But Nella has seen plenty of contracts that quietly flip that. Most clients don’t notice, because the clause is buried in the parts that are boring and hard to read. Without an eye for these details, you can suddenly find yourself holding the bag for someone else’s mistakes.
Or take defects that weren’t accounted for. Imagine buying an essential service business like a construction office. A year later, mold starts growing behind a wall they built. Who pays? Without the proper planning, it might be you. That’s why Nella often pushes for tail insurance, so that any problems discovered later are covered by the seller’s policy. It’s not glamorous work, but it’s the kind of thing that prevents a seemingly good deal from turning into a nightmare.
Signs of a Successful Deal
If you want to know whether an M&A deal is going to work, you can’t just look at the spreadsheets. You have to look at the people that built the business.
Nella says the best predictor is whether the client is willing to listen. Clients who listen, ask questions, and are open to examining their own motives are much more likely to reach a successful outcome. When someone gets stuck on a number (“I just want X dollars” or “I need the buyer to keep all my employees”), they can derail their own chances of closing.
According to Nella, asking why is the most important tool in any profession. Why do you want that price? Why do you insist on that condition? Sometimes what clients think they want isn’t what they actually care about. A willingness to probe those assumptions often separates a smooth deal from a painful one.
Having this attitude brings you one step closer to reaching a fair deal. You have to remain open to the frustrations you’ll encounter during an M&A deal.
How to Handle Uncertainty
Every M&A transaction is riddled with uncertainty. Some you can control, most you can’t. Nella takes a three-part approach.
Deal with the controllable: tighten up indemnification, add tail insurance, draft contingencies.
Gain information: look at existing contracts and search for possible liabilities.
Prepare the client for what can’t be controlled.
Within the first two calls, Nella tells clients to expect a moment (usually just before closing) when it feels like everything is about to fall apart. Maybe the landlord won’t approve the lease transfer, or there’s an unexpected bank lien, or the seller suddenly gets cold feet. Almost every deal hits a wall in the two weeks before closing.
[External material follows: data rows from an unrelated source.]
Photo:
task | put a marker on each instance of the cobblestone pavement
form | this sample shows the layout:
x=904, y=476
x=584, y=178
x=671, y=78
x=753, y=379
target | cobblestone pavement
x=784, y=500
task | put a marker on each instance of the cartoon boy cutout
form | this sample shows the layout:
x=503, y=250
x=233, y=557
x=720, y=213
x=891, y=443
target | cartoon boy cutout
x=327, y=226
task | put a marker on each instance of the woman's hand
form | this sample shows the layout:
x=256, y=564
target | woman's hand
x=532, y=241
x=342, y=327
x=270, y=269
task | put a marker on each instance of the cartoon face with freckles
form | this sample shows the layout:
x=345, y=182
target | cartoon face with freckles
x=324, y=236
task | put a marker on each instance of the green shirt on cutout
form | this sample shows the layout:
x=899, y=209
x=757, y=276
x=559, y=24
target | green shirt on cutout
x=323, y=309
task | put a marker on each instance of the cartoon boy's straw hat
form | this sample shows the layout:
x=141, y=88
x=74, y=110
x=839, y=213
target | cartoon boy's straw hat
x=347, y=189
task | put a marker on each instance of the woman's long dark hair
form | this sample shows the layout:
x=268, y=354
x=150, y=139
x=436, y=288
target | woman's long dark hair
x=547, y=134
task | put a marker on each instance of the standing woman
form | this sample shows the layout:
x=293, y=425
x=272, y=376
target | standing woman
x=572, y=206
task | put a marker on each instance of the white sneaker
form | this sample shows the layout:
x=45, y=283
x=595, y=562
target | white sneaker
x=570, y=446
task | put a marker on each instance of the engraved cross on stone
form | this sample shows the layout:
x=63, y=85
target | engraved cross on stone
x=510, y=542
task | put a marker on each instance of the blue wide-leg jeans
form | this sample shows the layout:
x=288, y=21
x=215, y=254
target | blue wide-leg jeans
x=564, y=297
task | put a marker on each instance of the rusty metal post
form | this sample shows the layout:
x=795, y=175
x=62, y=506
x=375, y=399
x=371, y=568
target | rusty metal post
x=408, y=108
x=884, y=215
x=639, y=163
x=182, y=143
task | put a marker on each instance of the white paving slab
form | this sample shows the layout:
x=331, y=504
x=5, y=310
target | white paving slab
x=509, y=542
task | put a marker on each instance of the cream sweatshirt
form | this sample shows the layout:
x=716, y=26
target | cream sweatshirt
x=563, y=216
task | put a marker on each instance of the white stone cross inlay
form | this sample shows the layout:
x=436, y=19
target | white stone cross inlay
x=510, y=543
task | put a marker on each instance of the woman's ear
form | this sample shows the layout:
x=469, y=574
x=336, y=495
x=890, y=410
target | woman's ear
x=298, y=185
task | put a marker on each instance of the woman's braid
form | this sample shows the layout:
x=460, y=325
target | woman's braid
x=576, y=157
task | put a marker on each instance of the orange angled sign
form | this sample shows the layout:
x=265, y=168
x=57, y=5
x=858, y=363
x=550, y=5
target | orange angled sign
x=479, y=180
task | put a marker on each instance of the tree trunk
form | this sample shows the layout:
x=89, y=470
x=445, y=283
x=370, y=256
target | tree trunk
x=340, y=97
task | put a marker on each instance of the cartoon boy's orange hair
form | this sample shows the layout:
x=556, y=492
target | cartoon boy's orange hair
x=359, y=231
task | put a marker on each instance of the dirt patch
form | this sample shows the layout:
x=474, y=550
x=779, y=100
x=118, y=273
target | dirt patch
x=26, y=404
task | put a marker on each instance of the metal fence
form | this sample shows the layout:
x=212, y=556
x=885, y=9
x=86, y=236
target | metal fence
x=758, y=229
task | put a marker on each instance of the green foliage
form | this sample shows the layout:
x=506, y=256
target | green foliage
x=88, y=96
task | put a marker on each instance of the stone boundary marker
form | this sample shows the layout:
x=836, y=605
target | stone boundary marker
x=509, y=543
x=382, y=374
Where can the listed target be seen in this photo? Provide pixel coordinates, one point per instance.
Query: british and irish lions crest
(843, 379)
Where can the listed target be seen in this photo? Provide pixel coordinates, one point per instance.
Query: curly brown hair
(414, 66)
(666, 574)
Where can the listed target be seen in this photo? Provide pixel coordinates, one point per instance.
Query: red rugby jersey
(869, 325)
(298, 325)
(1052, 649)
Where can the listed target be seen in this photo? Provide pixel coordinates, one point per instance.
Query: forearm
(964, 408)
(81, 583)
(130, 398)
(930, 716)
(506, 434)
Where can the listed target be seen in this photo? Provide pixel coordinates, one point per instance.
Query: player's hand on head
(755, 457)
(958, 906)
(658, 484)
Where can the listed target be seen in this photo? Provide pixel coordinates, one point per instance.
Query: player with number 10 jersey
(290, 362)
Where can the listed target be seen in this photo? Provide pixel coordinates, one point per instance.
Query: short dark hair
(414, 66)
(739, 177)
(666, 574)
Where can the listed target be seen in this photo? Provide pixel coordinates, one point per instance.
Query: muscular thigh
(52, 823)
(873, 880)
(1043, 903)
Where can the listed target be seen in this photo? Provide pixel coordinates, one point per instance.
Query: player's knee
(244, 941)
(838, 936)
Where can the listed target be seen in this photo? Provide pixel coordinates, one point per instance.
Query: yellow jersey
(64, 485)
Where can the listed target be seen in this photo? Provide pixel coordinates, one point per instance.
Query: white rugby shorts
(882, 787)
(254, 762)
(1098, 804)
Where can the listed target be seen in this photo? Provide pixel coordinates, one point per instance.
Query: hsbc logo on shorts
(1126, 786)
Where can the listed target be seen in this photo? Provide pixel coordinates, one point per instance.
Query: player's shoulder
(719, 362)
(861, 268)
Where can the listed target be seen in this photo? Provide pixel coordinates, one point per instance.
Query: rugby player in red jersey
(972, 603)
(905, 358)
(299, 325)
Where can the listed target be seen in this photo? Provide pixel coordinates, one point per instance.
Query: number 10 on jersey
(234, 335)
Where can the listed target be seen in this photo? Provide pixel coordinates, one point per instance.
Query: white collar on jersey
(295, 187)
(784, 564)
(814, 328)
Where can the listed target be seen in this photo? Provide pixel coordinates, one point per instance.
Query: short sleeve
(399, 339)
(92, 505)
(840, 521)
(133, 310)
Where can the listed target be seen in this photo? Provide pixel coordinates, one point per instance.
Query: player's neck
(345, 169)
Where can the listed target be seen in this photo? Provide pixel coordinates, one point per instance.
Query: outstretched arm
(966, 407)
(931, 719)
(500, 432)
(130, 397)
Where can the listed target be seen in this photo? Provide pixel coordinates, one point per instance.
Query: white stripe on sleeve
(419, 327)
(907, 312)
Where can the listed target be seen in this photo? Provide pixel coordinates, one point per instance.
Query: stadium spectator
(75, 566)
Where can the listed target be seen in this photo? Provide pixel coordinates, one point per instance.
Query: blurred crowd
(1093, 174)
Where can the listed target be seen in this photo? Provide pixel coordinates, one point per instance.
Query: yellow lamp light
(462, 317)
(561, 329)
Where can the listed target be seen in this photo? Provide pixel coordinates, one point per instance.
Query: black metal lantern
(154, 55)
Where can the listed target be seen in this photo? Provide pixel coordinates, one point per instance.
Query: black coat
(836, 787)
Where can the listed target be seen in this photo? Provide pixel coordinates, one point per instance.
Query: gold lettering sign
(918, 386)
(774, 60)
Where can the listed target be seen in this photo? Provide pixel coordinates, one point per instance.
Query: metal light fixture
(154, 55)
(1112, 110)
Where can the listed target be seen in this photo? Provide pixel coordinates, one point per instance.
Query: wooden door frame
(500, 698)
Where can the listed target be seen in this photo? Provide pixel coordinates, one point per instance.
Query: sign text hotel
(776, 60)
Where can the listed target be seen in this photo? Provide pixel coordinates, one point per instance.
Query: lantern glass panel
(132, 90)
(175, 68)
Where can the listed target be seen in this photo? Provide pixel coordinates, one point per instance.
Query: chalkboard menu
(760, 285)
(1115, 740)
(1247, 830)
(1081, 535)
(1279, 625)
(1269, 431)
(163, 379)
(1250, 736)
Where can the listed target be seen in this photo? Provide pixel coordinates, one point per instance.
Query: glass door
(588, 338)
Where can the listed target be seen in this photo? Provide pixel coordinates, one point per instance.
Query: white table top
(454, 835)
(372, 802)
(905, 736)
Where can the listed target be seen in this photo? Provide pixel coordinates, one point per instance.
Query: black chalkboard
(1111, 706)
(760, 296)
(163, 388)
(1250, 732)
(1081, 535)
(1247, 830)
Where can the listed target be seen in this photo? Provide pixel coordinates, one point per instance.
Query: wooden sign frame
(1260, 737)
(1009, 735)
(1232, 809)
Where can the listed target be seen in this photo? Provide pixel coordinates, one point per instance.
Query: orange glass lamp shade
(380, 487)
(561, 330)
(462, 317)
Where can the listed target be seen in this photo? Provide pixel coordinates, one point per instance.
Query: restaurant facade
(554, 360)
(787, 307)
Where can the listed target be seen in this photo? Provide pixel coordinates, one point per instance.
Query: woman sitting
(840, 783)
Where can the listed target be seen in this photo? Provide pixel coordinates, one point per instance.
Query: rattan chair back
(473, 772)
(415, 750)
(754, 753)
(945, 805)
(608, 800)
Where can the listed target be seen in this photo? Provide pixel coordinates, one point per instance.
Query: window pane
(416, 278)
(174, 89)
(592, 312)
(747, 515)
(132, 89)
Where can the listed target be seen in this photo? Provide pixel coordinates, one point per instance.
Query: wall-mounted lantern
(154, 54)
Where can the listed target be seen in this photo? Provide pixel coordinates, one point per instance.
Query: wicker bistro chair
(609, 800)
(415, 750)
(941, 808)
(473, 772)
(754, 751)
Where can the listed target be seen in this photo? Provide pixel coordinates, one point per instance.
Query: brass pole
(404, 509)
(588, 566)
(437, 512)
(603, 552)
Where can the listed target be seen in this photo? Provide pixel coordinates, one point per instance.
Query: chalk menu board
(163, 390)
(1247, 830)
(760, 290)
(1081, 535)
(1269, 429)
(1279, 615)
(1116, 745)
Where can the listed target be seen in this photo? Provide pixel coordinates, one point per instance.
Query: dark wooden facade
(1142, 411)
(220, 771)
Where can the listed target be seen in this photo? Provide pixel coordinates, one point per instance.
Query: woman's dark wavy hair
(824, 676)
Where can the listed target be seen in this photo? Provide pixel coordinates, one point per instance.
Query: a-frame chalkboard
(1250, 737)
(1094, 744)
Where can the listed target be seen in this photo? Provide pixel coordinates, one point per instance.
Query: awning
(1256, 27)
And 95% of the time, those deals still close. The obstacle turns out to be a boulder in the road, not a brick wall. Even if you can’t smash through it, you can usually go around it. The trick is telling clients in advance that the boulder is coming. That way, when the obstacle does come around, they don’t panic.
I’m Not Happy, Bob. Not. Happy.
A lawyer’s job in M&A isn’t to make clients happy. It’s to keep them safe. That means spotting the things no one else is thinking about, keeping expectations realistic, and reminding everyone what a fair deal actually looks like.